Suppose I have a normal distribution $A \sim \mathcal{N}(\mu,\sigma^{2})$ with a known cuttof point (percentile) on this distribution called $o$. Based on this point the distribution needs to be transformed which leads to a new distribution called $W$. Next, suppose $s$ equals a deterministic value. $o$ and $s$ are known in advance and do not need to be estimated. The first part of $A \in [-\infty,o]$ becomes deterministic and equal to $o+s$, the second part $]o,+\infty]$ remains stochastic and is equal to a transformation of $A$ more specifically $\mathcal{N}(\mu+s,\sigma^{2})$
So summarised: $W = \begin{cases}o+s & \text{if } A \leq o \\ A+s & \text{if } A > o \end{cases}$
I want to find an expression for the pdf of $W$.
More specifically in my application A represents the arrival time distribution at a customer and $o$ represent the opening time at that customer. If you arrive to early you will have to wait before you can serve (service time is equal to $s$) the customer.

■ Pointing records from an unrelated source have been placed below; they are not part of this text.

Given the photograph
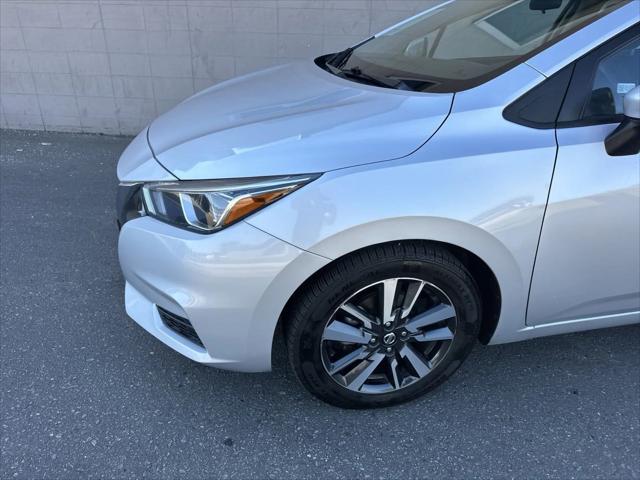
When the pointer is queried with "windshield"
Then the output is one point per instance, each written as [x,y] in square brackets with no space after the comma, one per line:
[463,43]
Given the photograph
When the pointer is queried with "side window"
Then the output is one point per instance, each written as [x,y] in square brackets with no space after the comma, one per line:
[615,75]
[600,81]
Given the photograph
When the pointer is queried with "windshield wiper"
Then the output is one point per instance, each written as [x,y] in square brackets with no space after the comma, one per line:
[356,73]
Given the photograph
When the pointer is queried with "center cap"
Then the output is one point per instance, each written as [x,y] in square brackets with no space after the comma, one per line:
[389,338]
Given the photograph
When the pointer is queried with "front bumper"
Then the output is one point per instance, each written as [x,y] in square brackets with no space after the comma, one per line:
[231,286]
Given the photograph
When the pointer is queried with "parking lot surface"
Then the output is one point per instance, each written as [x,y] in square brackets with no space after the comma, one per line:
[86,393]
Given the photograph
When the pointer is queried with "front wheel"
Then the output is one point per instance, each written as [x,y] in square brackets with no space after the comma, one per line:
[383,325]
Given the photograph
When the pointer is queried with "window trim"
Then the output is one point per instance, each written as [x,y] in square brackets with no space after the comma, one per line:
[580,86]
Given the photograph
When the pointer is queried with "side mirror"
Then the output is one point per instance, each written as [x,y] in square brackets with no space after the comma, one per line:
[625,140]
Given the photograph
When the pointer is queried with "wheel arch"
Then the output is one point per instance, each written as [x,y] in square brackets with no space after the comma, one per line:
[481,272]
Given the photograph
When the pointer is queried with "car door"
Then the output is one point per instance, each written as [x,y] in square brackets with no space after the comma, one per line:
[588,262]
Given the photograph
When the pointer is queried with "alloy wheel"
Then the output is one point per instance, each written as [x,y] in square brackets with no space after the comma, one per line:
[388,335]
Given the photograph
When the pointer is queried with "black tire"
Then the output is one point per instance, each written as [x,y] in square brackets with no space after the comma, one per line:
[306,320]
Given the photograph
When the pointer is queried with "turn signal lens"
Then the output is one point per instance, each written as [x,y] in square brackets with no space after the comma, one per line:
[208,206]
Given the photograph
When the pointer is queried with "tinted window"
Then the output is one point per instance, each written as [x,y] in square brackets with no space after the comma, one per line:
[464,43]
[615,75]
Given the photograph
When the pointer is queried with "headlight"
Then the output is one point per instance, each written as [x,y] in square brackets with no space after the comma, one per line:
[208,206]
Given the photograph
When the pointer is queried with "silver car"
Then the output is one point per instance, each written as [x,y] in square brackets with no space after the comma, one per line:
[470,174]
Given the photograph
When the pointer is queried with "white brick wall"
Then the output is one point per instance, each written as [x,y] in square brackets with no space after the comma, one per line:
[110,66]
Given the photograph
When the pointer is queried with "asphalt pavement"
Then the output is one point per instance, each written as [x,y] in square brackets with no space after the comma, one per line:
[86,393]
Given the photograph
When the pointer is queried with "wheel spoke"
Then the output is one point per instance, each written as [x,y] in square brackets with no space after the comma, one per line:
[434,335]
[388,296]
[362,376]
[431,316]
[413,292]
[394,372]
[358,354]
[341,332]
[358,314]
[421,366]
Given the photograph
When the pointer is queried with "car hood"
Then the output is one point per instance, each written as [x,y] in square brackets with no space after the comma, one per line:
[292,119]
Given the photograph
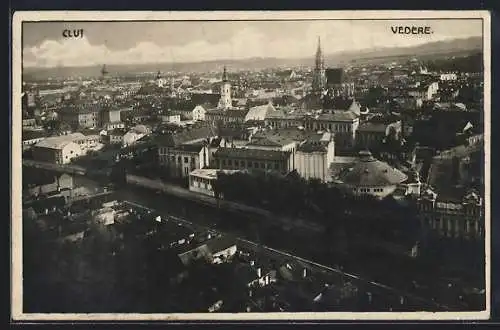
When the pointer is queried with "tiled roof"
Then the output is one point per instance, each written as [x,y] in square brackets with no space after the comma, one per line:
[118,132]
[186,136]
[189,147]
[32,134]
[372,127]
[312,146]
[259,112]
[220,243]
[335,116]
[244,153]
[59,142]
[368,171]
[37,176]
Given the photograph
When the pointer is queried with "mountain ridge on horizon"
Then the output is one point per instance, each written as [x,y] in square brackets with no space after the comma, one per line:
[435,47]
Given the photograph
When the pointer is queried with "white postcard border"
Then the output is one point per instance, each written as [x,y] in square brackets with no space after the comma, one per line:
[16,175]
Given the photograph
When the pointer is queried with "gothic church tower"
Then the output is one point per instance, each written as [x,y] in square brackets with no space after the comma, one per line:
[319,77]
[225,92]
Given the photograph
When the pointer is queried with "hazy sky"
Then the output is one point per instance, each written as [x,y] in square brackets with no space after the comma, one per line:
[163,42]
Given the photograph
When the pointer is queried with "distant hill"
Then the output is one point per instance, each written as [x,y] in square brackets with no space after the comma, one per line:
[439,48]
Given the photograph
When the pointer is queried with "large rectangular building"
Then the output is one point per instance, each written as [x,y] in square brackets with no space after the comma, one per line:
[82,116]
[57,150]
[254,159]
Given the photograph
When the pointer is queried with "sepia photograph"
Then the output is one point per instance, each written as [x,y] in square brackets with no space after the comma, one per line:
[250,165]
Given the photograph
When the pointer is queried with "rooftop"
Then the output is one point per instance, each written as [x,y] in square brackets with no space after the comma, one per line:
[336,115]
[59,142]
[252,154]
[33,134]
[368,171]
[210,173]
[259,112]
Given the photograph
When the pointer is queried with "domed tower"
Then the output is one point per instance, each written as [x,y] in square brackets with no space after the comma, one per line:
[225,92]
[319,77]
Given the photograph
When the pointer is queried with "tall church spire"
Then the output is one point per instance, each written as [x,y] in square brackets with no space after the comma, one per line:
[225,101]
[224,75]
[319,78]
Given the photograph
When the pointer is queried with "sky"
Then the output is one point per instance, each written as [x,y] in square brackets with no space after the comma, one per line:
[169,42]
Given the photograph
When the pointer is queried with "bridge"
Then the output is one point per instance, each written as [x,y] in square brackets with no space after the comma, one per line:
[60,168]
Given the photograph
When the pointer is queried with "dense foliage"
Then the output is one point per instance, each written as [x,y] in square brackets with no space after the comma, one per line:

My current (unsuccesfull) solution approach for the case in which $\mu=10,\sigma=1,o=11,s=1$ is as follows I think W is the component mix: $W= P(A\leq o)*(o+s)+ P(A>o)*(A+s),$
I entered this in mathematica (see picture below)
Furthermore, I programmed a monte carlo simulation executing 100000 iterations. The new distribution has a mean equal to $12.08$ and a standard deviation equal to $0.26$.